Monday, August 10, 2015

Conduct research to trace the polarization of Congress and the number of bills passed each legislative session. Evaluate your findings for any identifiable trends and relationships between the two. Identify any additional factors that could influence the proportion of bills passed each legislative session. Can you draw any relational conclusions with the data you collected?

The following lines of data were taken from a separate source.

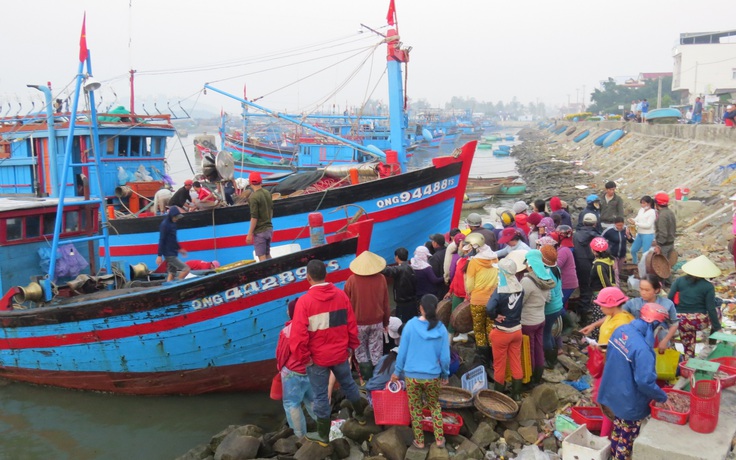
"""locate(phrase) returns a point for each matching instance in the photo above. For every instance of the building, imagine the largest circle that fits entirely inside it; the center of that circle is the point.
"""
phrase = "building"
(704, 65)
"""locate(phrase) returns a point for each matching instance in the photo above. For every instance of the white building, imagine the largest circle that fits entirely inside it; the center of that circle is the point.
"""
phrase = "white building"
(705, 64)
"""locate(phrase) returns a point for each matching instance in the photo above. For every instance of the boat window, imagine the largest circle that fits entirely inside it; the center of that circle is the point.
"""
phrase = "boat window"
(71, 221)
(49, 221)
(14, 228)
(33, 226)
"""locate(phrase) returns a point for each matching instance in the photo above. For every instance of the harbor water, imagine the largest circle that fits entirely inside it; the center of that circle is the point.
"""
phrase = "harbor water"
(51, 423)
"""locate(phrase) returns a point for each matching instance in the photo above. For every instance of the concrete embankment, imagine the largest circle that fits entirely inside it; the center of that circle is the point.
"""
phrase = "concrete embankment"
(648, 159)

In the twenty-first century, the United States Congress became much more polarized than in the previous century. The 108th Congress that took over in 2003 marked the last time over 500 laws were enacted during a congressional term. Prior to 1991, it was typical for Congress to pass over 600 laws during a two-year term.
During the 2015–2017 term, Congress passed 329 laws, and in the following term they approached 300, out of over 12,000 pieces of legislation.
Polarization between the two major parties became evident in the term of President George W. Bush, from 2001–2009, on issues that involved bailing out big banks in the financial meltdown and whether or not the United States was justified in attacking Iraq. While the two parties have been unified in increasing military spending, the parties have been divided on how to approach conflicts in the Middle East.
One of the main differences between Democratic and Republican lawmakers has been fiscal policy. Republicans have supported President Donald Trump's corporate tax cuts, whereas Democrats have been more vocal on universal healthcare issues. Republicans have taken the stance that businesses should not be forced to pay for health care, whereas Democrats have tried to set policies on insurance coverage for businesses.
https://www.govtrack.us/congress/bills/statistics


In the middle twentieth century, Republicans and Democrats in Congress frequently voted together, or jumped party lines to align support on different issues. Beginning in the 1990s, however, a stark divergence in cooperative voting began to emerge, and greater party loyalty to entrenched ideological positions began to manifest.
According to the Columbia Law Review, this can be attributed—in part—to the collapse of the parties as regional blocs with ideological diversity to ideological blocs with regional diversity. Beyond the reasons for polarization, however, is its observable effects. Specifically, since 1986, when early signs of polarization began to emerge, the number of bills enacted by Congress has decreased from 687 per year to 262 per year in 2017.
While congressional polarization is at its highest peak since the period prior to the American Civil War, the actual significance of this point may be exaggerated by an unusually high level of political cooperation witnessed in the decades of the early twentieth century. This high level of inter-party cooperation may have skewed perceptions as to what constitutes normality in legislative relationships. The increased polarization, therefore, may simply be a return to a "resting state" that is more customary in plural, parliamentary bodies.
https://columbialawreview.org/content/congressional-polarization-terminal-constitutional-dysfunction-2/

https://www.govtrack.us/congress/bills/statistics


Several different organizations have studied the increasing polarization of Congress over the past few decades.
One important way to research polarization is to look at votes by members of different parties on various bills and rank them from conservative to liberal. A recent study by Pew Research did this, and the study shows that while in the 1970s there was an overlap between the most conservative Democrats and most liberal Republicans in voting patterns, that overlap has vanished. The liberal/conservative axis has observed stricter party lines in more recent decades. You can find that research here:
http://www.pewresearch.org/fact-tank/2014/06/12/polarized-politics-in-congress-began-in-the-1970s-and-has-been-getting-worse-ever-since/
Another way to study partisanship is to look at statistics related to cross-party cooperation, including bills co-sponsored by people from different parties and votes crossing party lines. This approach can be seen in a study published in PLOS One:
http://journals.plos.org/plosone/article?id=10.1371/journal.pone.0123507
You can view statistics on the number of bills passed in each session at GovTrack. Another interesting summary can be found here: https://govtracknews.wordpress.com/2011/08/04/kill-bill-how-many-bills-are-there-how-many-are-enacted/
From roughly 2000 to the present, there seems to have been a dramatic increase in partisanship and a slight decline (from 6 percent to 4 percent) in the percentage of bills enacted.
This raw data, however, is not particularly informative. One must also consider whether either party had, at any time, a sufficient majority to pass legislation on its own.